The new interface isn’t enough for quality localization for Asian markets. If we decided to enter the Chinese market, we’d had to optimize and simplify the whole game so that it was compatible with less powerful devices. Japan and South Korea are different. Another culture – another quality requirements. Developers have to polish the game and work on level balance as hard as possible so that mechanics are always tangling.

3. Internal economy of the game

Pieces of clothing and other items may be sold pretty well. The main point here is to make them attractive for players.

The Japanese are aimed to break the record by themselves without using boosters or any purchased shortcuts. But they are ready to buy extra lives to extend their gaming sessions. We kept that in mind changing our IAPs.

4. The art of competition

People in Japan are extremely competitive. Intellectual competitions are as popular as sports ones. Many schools and other social organizations have their sports teams with their own fanbase. Any issue may become a reason to make a bet. They don’t mind showing off and publicly display their superiority. Considering these features, Nika Entertainment added more notifications in the game that tell you when your friend broke your record, completed more levels or achieved something. We also use some of this features in our international version of the game, but not as much as in Japanese.

5. User Support

People in Japan are very pedantic, so you should treat your users in the game and community the same way. React to all comments as quick as possible, listen to the users and respect their opinion. Any postponement is taken as disrespect, so local user support is vital.

Let’s sum it up

Don’t be afraid to change the game externally and internally.

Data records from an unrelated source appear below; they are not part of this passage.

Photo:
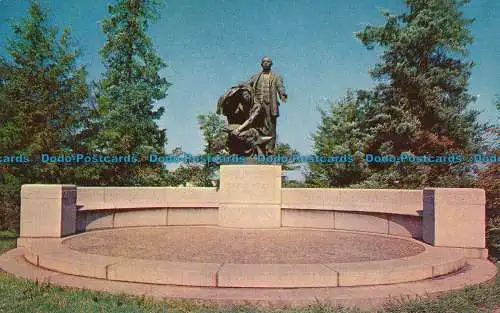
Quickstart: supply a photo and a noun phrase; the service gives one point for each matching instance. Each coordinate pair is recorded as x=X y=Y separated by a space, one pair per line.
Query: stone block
x=368 y=222
x=410 y=203
x=370 y=200
x=75 y=263
x=120 y=197
x=259 y=184
x=99 y=220
x=276 y=275
x=163 y=272
x=250 y=215
x=192 y=216
x=90 y=197
x=304 y=198
x=381 y=273
x=307 y=218
x=44 y=191
x=454 y=217
x=143 y=217
x=191 y=197
x=405 y=225
x=48 y=210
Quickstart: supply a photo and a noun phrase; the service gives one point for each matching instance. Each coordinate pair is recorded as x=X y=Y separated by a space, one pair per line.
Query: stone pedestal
x=250 y=196
x=48 y=210
x=454 y=217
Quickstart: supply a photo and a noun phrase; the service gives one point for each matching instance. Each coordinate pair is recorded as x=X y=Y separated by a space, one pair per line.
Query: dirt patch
x=216 y=245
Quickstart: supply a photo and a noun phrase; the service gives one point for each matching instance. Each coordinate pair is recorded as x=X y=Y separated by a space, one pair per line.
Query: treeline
x=419 y=105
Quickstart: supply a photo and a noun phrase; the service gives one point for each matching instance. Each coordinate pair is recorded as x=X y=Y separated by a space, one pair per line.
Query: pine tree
x=125 y=119
x=420 y=104
x=342 y=131
x=41 y=96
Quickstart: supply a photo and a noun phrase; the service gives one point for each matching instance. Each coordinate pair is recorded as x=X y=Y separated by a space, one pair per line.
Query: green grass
x=21 y=296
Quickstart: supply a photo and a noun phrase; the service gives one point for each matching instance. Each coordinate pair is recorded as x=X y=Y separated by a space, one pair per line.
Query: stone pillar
x=48 y=211
x=250 y=196
x=454 y=217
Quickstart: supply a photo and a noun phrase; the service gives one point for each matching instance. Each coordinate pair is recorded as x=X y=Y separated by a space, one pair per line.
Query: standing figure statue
x=267 y=86
x=248 y=127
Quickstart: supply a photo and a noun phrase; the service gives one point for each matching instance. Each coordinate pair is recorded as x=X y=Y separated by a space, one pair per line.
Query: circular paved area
x=217 y=245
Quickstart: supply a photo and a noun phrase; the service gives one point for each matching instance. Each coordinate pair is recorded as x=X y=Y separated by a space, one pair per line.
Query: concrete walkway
x=365 y=297
x=316 y=266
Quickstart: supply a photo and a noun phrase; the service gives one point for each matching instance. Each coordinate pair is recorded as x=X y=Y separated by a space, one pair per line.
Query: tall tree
x=41 y=95
x=342 y=131
x=420 y=105
x=125 y=118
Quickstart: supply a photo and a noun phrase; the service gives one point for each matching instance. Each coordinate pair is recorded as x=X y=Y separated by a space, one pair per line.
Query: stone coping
x=390 y=201
x=433 y=262
x=364 y=297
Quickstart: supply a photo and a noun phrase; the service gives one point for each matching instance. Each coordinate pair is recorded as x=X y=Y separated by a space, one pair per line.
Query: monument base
x=250 y=196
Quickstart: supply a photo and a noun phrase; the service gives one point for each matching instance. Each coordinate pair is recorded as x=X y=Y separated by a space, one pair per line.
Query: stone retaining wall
x=252 y=197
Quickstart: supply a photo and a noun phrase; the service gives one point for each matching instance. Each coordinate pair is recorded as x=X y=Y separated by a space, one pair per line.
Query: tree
x=420 y=104
x=342 y=131
x=41 y=96
x=125 y=118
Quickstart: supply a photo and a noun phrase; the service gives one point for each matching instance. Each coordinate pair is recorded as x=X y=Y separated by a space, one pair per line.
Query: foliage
x=420 y=104
x=342 y=131
x=41 y=96
x=124 y=121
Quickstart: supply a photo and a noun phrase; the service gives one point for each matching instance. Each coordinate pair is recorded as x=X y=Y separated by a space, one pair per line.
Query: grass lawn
x=23 y=296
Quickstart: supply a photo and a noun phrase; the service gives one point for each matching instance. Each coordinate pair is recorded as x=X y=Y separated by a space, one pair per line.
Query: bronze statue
x=248 y=127
x=267 y=86
x=252 y=110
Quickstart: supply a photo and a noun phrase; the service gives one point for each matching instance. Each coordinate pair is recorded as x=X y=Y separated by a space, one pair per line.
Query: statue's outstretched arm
x=281 y=89
x=253 y=115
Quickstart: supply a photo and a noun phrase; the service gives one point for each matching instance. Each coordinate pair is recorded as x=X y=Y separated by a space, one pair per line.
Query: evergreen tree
x=41 y=96
x=420 y=105
x=125 y=118
x=341 y=132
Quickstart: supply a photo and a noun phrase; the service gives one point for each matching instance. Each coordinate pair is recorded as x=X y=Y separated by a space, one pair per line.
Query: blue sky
x=211 y=45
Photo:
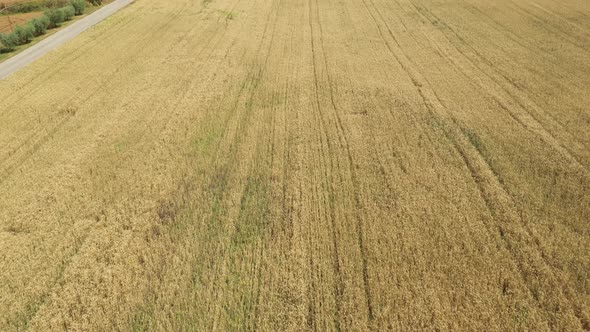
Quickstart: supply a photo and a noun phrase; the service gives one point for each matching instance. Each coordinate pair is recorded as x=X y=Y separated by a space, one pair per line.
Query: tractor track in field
x=306 y=164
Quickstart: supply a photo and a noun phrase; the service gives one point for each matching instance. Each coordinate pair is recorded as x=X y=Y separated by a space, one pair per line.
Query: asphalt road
x=35 y=52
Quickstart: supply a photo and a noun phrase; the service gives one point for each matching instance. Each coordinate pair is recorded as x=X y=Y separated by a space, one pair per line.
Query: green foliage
x=9 y=42
x=39 y=25
x=79 y=6
x=23 y=34
x=68 y=12
x=55 y=16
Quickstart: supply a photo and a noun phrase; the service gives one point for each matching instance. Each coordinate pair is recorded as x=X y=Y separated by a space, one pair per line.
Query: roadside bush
x=55 y=16
x=39 y=25
x=23 y=35
x=79 y=6
x=9 y=42
x=68 y=12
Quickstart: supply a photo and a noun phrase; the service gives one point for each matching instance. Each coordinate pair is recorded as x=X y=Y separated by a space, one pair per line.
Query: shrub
x=23 y=35
x=55 y=16
x=8 y=41
x=79 y=6
x=68 y=12
x=39 y=25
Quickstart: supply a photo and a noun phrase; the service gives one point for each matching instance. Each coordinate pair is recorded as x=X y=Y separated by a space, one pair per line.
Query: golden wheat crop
x=306 y=164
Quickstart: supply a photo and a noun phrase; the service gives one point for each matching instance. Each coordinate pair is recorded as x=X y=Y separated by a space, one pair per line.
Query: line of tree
x=52 y=18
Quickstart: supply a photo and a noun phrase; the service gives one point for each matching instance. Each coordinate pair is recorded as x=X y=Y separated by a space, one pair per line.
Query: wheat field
x=302 y=165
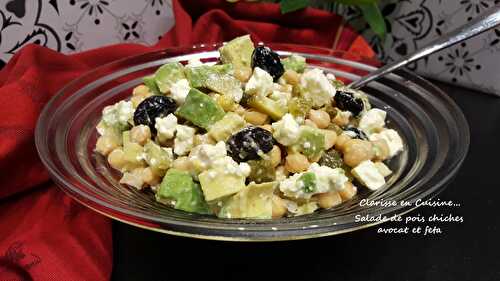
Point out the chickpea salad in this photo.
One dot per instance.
(252, 136)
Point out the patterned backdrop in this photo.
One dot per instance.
(76, 25)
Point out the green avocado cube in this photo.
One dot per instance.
(268, 106)
(168, 74)
(224, 84)
(217, 183)
(308, 182)
(238, 52)
(158, 158)
(179, 187)
(132, 153)
(311, 142)
(198, 76)
(252, 202)
(294, 62)
(150, 82)
(224, 128)
(200, 109)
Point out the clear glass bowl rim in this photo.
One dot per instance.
(137, 219)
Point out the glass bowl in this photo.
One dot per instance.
(434, 130)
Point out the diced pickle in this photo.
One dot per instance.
(267, 106)
(254, 201)
(238, 52)
(333, 159)
(311, 142)
(178, 187)
(299, 106)
(167, 75)
(295, 63)
(261, 170)
(198, 76)
(224, 128)
(200, 109)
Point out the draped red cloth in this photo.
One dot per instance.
(44, 234)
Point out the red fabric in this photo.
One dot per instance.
(45, 235)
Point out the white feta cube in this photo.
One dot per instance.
(317, 87)
(118, 115)
(326, 179)
(392, 138)
(372, 120)
(204, 156)
(184, 140)
(260, 83)
(287, 130)
(367, 174)
(281, 97)
(166, 127)
(179, 91)
(133, 179)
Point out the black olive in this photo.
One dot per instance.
(346, 101)
(151, 108)
(269, 61)
(246, 144)
(356, 133)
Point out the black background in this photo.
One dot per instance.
(465, 251)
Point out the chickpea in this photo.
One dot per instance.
(320, 118)
(281, 173)
(296, 163)
(275, 155)
(240, 110)
(203, 139)
(329, 199)
(139, 93)
(255, 117)
(310, 123)
(283, 88)
(243, 73)
(267, 127)
(140, 134)
(149, 177)
(182, 163)
(381, 149)
(357, 151)
(226, 102)
(105, 144)
(348, 191)
(116, 159)
(140, 90)
(291, 77)
(341, 119)
(341, 142)
(279, 207)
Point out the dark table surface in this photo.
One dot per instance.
(464, 251)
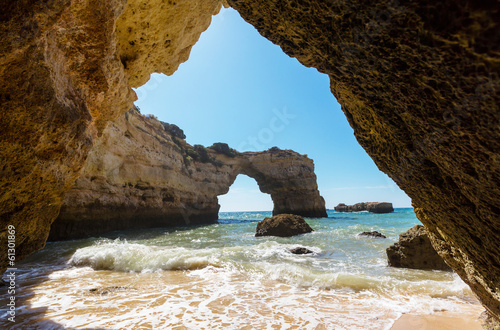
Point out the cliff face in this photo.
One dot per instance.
(417, 80)
(139, 175)
(66, 68)
(419, 83)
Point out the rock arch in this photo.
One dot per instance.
(141, 175)
(418, 82)
(285, 175)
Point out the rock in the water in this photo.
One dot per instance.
(283, 225)
(300, 250)
(375, 234)
(414, 250)
(374, 207)
(126, 185)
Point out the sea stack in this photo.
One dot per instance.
(283, 225)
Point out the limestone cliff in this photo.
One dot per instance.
(141, 173)
(417, 80)
(419, 83)
(65, 72)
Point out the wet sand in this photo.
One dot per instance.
(438, 321)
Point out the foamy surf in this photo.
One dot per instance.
(222, 277)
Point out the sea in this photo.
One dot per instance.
(220, 276)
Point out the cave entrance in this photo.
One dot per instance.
(244, 195)
(239, 88)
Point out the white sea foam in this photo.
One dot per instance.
(123, 256)
(222, 277)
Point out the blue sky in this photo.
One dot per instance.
(239, 88)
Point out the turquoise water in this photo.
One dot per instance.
(221, 276)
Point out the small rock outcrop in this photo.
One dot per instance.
(142, 173)
(283, 225)
(414, 250)
(374, 207)
(374, 234)
(300, 250)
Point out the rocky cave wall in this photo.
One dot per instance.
(65, 72)
(139, 175)
(417, 80)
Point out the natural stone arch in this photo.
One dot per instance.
(285, 175)
(142, 174)
(418, 82)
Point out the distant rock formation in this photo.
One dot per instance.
(283, 225)
(142, 173)
(300, 250)
(420, 92)
(374, 234)
(374, 207)
(414, 250)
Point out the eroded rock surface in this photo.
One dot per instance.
(141, 173)
(283, 225)
(66, 68)
(419, 83)
(417, 80)
(414, 250)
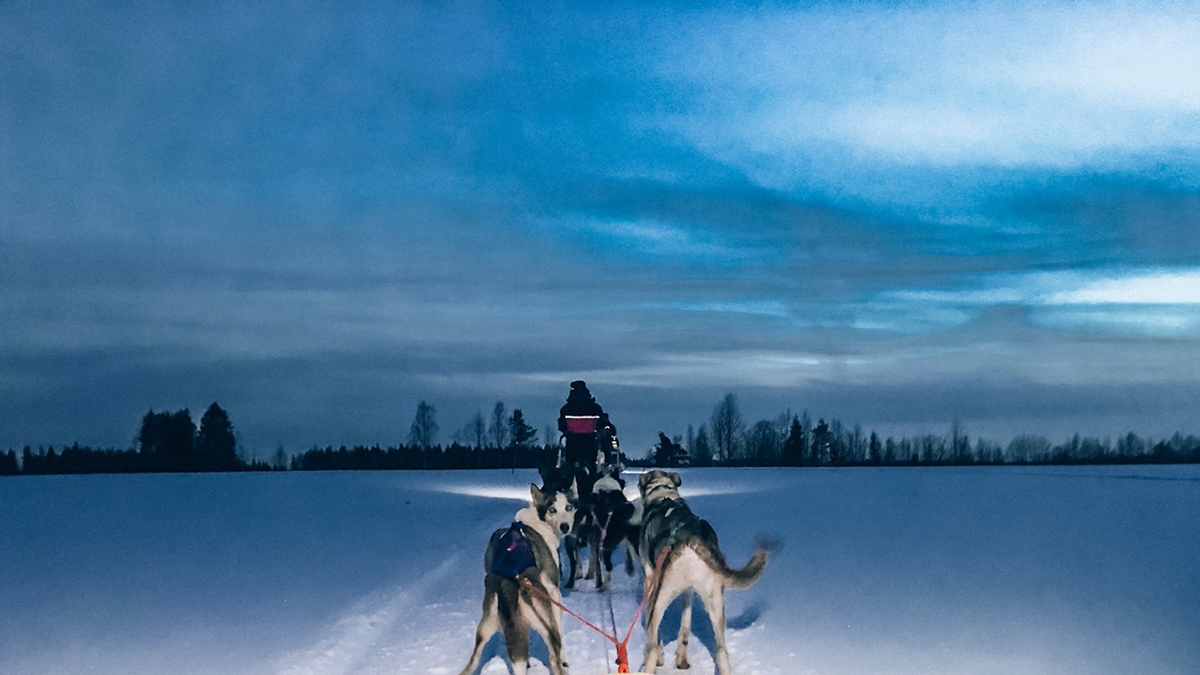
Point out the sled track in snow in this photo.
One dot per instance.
(349, 641)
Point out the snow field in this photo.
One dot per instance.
(895, 571)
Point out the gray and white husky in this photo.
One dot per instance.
(528, 550)
(691, 560)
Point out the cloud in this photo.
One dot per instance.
(802, 106)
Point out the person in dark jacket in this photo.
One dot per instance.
(581, 420)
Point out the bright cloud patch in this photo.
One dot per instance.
(1149, 302)
(1057, 87)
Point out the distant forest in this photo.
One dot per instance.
(172, 442)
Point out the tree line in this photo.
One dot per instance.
(166, 442)
(171, 441)
(795, 440)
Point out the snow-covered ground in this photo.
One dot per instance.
(895, 571)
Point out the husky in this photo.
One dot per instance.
(604, 521)
(690, 561)
(561, 478)
(526, 553)
(615, 525)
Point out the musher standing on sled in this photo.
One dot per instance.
(585, 424)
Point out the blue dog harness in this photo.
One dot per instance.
(514, 553)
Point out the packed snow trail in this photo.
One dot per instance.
(976, 571)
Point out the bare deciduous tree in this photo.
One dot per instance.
(727, 426)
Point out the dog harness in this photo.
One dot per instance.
(514, 553)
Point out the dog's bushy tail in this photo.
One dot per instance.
(742, 578)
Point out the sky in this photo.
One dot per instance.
(319, 214)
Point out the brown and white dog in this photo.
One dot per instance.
(526, 554)
(690, 561)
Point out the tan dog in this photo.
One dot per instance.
(690, 560)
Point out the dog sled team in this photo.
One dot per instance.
(581, 503)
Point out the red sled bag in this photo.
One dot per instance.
(582, 423)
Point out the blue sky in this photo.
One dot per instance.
(318, 214)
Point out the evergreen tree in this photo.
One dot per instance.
(521, 432)
(822, 443)
(9, 464)
(216, 448)
(424, 431)
(793, 446)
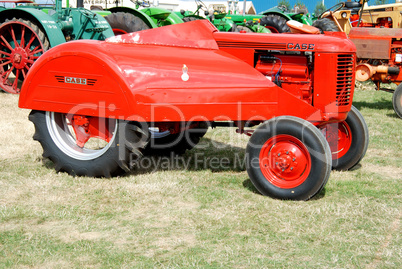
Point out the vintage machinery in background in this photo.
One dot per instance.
(218, 17)
(27, 30)
(379, 49)
(136, 16)
(298, 89)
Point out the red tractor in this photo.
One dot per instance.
(96, 105)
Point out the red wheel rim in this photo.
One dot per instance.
(20, 46)
(339, 137)
(119, 31)
(285, 161)
(272, 29)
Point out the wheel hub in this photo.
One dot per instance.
(285, 161)
(19, 58)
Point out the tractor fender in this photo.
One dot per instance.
(144, 17)
(44, 21)
(156, 75)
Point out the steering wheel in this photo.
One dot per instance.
(332, 9)
(201, 5)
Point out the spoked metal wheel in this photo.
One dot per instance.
(21, 43)
(285, 161)
(348, 140)
(89, 146)
(288, 158)
(81, 138)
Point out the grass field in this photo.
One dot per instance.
(205, 216)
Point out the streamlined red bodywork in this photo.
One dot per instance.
(172, 82)
(139, 76)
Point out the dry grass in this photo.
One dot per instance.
(202, 217)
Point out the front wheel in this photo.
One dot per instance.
(397, 100)
(288, 158)
(88, 146)
(348, 140)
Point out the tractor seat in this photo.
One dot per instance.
(300, 28)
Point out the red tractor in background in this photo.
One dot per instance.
(379, 49)
(93, 108)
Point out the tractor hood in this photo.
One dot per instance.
(172, 73)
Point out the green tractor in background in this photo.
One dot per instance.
(273, 19)
(27, 30)
(128, 17)
(219, 19)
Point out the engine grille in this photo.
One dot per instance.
(344, 79)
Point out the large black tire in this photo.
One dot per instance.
(288, 158)
(275, 23)
(113, 158)
(123, 23)
(397, 100)
(21, 57)
(348, 140)
(326, 25)
(176, 143)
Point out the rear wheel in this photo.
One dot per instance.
(21, 43)
(348, 140)
(288, 158)
(397, 100)
(275, 23)
(88, 146)
(326, 25)
(123, 23)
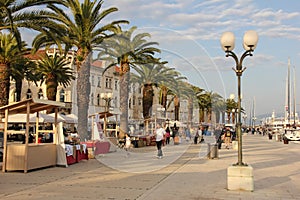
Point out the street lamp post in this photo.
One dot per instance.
(228, 42)
(107, 97)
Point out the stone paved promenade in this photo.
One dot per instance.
(183, 173)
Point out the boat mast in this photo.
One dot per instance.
(294, 94)
(288, 104)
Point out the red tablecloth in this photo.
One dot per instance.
(101, 147)
(78, 155)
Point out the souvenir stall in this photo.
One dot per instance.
(69, 149)
(27, 156)
(99, 143)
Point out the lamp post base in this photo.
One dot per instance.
(240, 178)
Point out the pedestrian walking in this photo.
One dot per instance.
(159, 136)
(127, 144)
(227, 137)
(168, 135)
(196, 137)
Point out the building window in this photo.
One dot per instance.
(98, 99)
(62, 95)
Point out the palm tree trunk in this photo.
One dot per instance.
(164, 97)
(124, 84)
(83, 94)
(223, 117)
(176, 106)
(18, 89)
(190, 112)
(4, 84)
(147, 100)
(201, 115)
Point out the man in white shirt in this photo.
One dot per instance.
(159, 136)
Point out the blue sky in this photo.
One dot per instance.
(189, 31)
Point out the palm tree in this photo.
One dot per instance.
(216, 105)
(54, 71)
(204, 105)
(170, 85)
(17, 14)
(230, 105)
(9, 53)
(20, 69)
(127, 50)
(149, 76)
(79, 25)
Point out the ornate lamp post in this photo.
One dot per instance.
(228, 42)
(107, 97)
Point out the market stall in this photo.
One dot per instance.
(27, 156)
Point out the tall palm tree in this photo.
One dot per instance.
(23, 68)
(9, 53)
(170, 85)
(149, 76)
(230, 105)
(17, 14)
(204, 101)
(128, 50)
(54, 71)
(78, 25)
(216, 105)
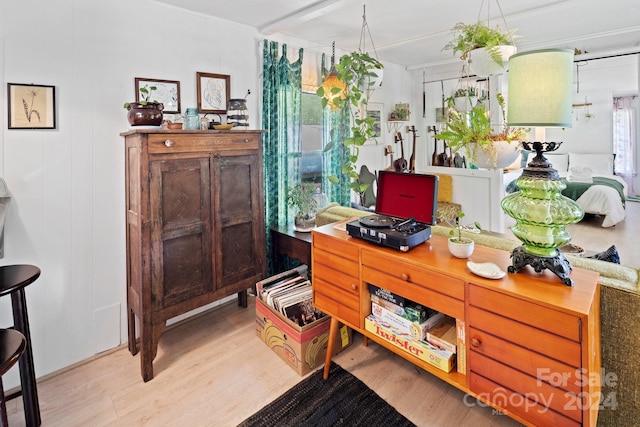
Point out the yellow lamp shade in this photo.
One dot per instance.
(334, 89)
(540, 88)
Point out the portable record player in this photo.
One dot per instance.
(406, 207)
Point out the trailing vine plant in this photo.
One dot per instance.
(357, 70)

Form a team of designers who will be responsible for new graphic assets. If you pay attention to all the cultural details, it’s going to take some time for sure. Also, you have to be quick and adjusting, no time for delaying. Your competitors don’t waste time and may release a similar game at the same time. Open a local department in Japan and give them enough space for creativity. You can also use some local outsourcing. You create a game not for The Japanese but together with them. Don’t forget about user testing which is better to be held by local counselors and analysts. Remember, you’ll never be able to understand another culture’s logic and mentality. Same deal with the ads, if something appeals to your emotions, it can’t find any response in Japan. Trust local experts.

We understood it through difficulties, but it was worth it. The game Atlantis Adventure has been in the top of Mobage platform for more than 40 weeks.